Uhuru offers Museveni land to build dry port in Naivasha
Two leaders visit port of Mombasa and take train ride to Nairobi
President Uhuru Kenyatta has offered landlocked Uganda land to build a dry port in Naivasha town, President Yoweri Museveni has said.
Museveni was in Mombasa for talks with Kenyatta aimed at boosting ties between the neighbouring states.
The two leaders visited the port of Mombasa and travelled to Nairobi by train on the newly built standard gauge railway.
They were received in Mombasa by Transport CS James Macharia, Governor Hassan Joho and Kenya Ports Authority boss Daniel Manduku
Museveni said:"We shall take advantage of the petroleum facility built in Kisumu so that we transport our petroleum products across Lake Victoria and save our roads from wear and tear occasioned by the heavy trucks."
Museveni, in the company of his host, became the first foreign head of state to travel by train on the Chinese-funded SGR.
Museveni began a state visit to Kenya on Wednesday as the two leaders focused on strengthening ties between their nations.
Museveni said the railway line had ended landlocked Uganda's "perennial problems of delays" of cargo at the port of Mombasa. He hoped it would be extended to reach Uganda's capital, Kampala.
“With reinforcement for the inter-land economy, we are looking forward to the extension of the SGR.
"I know that once completed it will take 24 hours to Kampala," he said.
The ride was seen as a major endorsement in the push for Kenya and Uganda to build a seamless SGR through Kenya’s western border to Kampala.
Financing for the Uganda segment of the SGR hinges on Kenya completing its line to Malaba.
In the past, Kenya has indicated that it preferred building a line further south of this route to its inland port city of Kisumu to transport goods through Lake Victoria to ports in Mwanza in Tanzania, and Entebbe, Port Bell and Jinja in Uganda.
Uganda’s first phase of SGR, the eastern line running from Malaba to Kampala, is about 273km.
Kenya is already extending the line from Nairobi to a designated inland dry port in Naivasha in financing from China.
The first phase of the SGR project from Mombasa to Nairobi cost $3.2bn and repayment of this cash is the top priority for the Kenya government.
Thursday was the second time, Museveni toured the port as he sought to resolve issues delaying his country's goods.
According to Museveni, prior to the signing of the Mombasa Port Community charter, majority of Ugandan businessmen were suffering at the hands of Kenya officials at the port.
He said some Kenyan officials were deliberately causing cargo delays.
President Kenyatta had to intervene and all the 21 institutions that are directly involved in the clearing cargo at the port of Mombasa signed the charter.
“Some of the people at the port of Mombasa were causing deliberate delays. They were thinking that they were doing Uganda a favour, not knowing that they were sabotaging the economies of both Uganda and Kenya,” Museveni said.

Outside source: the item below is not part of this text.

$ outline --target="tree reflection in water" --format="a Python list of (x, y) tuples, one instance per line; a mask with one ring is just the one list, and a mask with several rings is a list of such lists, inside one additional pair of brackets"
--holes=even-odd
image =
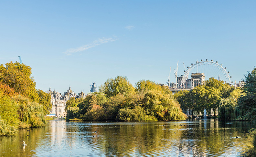
[[(0, 137), (0, 156), (253, 156), (256, 141), (248, 133), (250, 128), (249, 122), (215, 120), (52, 121), (33, 131)], [(23, 141), (27, 144), (24, 150)]]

Yesterday, President Museveni toured the port of Mombasa to have the first-hand experience of how cargo clearance and transport by the SGR is undertaken.
Museveni and President Kenyatta were taken through a slide presentation which highlighted increased efficiency achieved at the port as a result of the complimenting roles of the SGR and the single customs territory (SCT) regime.
"I must thank the Kenyan government, and President Uhuru in particular, for ensuring that goods destined for Uganda are cleared in the shortest time possible at the Mombasa port. It is something we had grappled with for a while but was fixed the moment President Uhuru came to office," he said.
KRA Commissioner General John Njiraini told the two heads of state that the volume of cargo released to Uganda by the Mombasa port has increased greatly in the past three years as a result of both the SCT and the introduction of the SGR line to complement the Northern corridor.
He said this financial year, the number of containers released to Uganda under the SCT by end of February 2019 was 64, 015 with the number projected to reach 96,015 containers by June this year.
In the previous financial year (2017/2018), the number of containers released to Uganda was 62,022 while during the 2016/2017 financial year, 19,759 containers were released to Uganda.
Apart from growth in cargo volumes, other benefits of the single customs territory are the integration of the Kenya Revenue Authority and the Uganda Revenue Authority systems which has enabled seamless processing of transactions and enhanced cargo security through the regional electronic cargo tracking system.
Kenya Ports Authority MD Daniel Manduku said expansion programmes at the port over the last 10 years has seen an increase in cargo volume and performance.
He said Uganda remains the predominant transit destination through the port with total transit traffic of 9.6 million tonnes in 2018 which represents 86 per cent share of total transit cargo at the Mombasa port.
Kenya Railways Aacting MD said cargo transported through the SGR line currently represents 20 per cent of all the cargo cleared from the port which he said was a steady rise from a paltry 2 per cent before the launch of the SGR.
Kenya’s total exports to Uganda stood at Sh61.8 billion in 2017 while the total bilateral trade was Sh103.8 billion.
"We therefore need to put together the necessary measures to enhance this partnership for the benefit of our people," said President Kenyatta.